3. The database is funded by the European Molecular Biology Laboratory, United Kingdom Biotechnology and Biosciences Research Council, The Bill and Melinda Gates Foundation, and The Wellcome Trust.
4. In the EMBL Terms in Conditions, it is stated that the data is free to use for any individual for any purpose as long as proper citations are used.
5. The current database is Release 20. Looking at the notes for previous releases, it seems like the database is updated every 2-4 months.
6. Within a gene entry, there is a link to the UniProtKB entry for the protein encoded by that gene.
7. Information regarding the entire genome or specific genes can be exported in a variety of file formats including FASTA, CSV, and tab separated values. In addition, information regarding cDNAs, ncRNAs, and proteins can be exported as a FASTA file.
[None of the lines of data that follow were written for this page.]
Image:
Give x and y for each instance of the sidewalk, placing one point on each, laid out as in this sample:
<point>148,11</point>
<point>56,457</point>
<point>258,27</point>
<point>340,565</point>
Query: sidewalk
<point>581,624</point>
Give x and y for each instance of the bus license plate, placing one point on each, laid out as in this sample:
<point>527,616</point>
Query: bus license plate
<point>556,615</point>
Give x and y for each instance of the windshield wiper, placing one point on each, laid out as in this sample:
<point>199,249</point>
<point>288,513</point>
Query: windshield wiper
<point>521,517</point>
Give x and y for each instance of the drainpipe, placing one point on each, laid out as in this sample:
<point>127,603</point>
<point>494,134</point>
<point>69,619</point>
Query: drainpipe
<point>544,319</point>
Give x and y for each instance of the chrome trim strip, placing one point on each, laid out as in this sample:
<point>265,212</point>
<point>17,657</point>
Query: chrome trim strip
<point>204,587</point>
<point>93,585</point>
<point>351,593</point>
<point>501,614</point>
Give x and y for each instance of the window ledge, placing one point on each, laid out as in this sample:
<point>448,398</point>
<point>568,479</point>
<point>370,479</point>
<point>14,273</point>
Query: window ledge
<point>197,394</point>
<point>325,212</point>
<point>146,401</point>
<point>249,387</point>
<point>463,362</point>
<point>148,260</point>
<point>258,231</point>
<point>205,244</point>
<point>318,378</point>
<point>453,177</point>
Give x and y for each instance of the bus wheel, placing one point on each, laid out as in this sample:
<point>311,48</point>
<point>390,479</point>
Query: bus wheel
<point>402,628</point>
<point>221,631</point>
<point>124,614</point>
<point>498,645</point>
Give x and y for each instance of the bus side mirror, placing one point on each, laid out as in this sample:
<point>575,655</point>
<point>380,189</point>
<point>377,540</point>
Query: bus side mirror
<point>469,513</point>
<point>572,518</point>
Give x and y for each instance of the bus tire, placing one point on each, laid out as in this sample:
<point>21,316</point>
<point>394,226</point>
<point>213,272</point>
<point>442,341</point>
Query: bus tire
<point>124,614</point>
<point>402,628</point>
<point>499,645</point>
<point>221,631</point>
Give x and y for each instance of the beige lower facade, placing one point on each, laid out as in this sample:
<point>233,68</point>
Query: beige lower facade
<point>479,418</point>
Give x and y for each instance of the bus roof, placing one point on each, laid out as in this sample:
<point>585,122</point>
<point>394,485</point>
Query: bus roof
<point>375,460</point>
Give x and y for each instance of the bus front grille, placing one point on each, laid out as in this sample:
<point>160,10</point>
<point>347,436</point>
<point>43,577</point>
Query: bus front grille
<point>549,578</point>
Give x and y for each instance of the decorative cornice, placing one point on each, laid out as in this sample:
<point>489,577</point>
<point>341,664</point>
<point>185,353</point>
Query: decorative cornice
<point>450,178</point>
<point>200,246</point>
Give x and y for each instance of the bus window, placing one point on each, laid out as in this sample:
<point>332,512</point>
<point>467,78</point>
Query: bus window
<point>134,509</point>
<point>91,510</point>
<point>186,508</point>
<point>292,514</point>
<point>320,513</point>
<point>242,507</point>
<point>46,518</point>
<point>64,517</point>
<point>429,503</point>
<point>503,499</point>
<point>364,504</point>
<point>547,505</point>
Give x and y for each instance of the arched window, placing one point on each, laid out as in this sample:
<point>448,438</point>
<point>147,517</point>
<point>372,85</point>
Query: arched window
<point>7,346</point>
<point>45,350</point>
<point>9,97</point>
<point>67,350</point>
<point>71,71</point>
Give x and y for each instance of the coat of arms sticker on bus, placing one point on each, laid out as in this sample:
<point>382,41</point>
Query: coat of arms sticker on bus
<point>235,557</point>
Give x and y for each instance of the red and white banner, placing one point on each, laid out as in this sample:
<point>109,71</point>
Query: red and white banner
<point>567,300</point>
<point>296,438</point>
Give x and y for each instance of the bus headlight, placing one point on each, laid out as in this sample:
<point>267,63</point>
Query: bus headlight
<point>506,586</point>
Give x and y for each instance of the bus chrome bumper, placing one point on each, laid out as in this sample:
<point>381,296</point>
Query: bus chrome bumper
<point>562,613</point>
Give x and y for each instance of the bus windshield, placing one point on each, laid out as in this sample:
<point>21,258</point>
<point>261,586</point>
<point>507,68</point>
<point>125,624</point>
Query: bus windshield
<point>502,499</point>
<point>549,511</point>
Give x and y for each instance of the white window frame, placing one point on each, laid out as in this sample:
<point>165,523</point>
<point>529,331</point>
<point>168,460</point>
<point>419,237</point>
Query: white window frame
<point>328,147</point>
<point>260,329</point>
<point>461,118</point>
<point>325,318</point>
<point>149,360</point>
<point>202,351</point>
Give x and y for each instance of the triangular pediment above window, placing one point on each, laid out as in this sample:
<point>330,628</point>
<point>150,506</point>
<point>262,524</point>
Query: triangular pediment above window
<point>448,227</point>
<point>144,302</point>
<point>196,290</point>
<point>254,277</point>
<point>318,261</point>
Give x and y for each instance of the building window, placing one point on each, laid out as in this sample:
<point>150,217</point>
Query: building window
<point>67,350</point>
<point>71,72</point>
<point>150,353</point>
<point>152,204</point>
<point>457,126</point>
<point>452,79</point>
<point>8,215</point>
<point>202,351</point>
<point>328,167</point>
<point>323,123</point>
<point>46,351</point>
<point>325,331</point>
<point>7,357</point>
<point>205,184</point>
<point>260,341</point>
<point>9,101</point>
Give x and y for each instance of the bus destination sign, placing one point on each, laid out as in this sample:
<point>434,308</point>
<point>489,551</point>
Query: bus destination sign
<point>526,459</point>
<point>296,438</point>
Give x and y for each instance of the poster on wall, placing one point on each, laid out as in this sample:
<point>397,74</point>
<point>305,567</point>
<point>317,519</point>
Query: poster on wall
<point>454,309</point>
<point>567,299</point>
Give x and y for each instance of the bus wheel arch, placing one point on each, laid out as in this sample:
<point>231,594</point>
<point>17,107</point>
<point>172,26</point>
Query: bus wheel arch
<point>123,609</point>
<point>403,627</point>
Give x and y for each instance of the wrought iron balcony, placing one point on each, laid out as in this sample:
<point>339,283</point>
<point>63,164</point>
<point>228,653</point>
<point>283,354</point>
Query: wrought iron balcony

8. In the navigation toolbar at the top of the page, there is a link called "Help & Documentation" that takes you to a page with numerous tutorials and other information regarding the database. On the homepage, I clicked on the term "rpIE" beneath the search field to run a sample query. It was frustrating to be taken to a page that stated that no results were found. Then, I tried to query for the gene ID "CTA_0498" and was taken to the same page. However, when I clicked on the link 'CTA_0498*' to search for wild cards, the database was able to find the gene with exact same ID as I initially serached. To make the database more user-friendly, it would be helpful to fix whatever may be causing this bug. Aside from this problem, I would say that the database organizes all of the genomic and proteomic information well.
9. The format of the main type of ID for this species is CTA_####.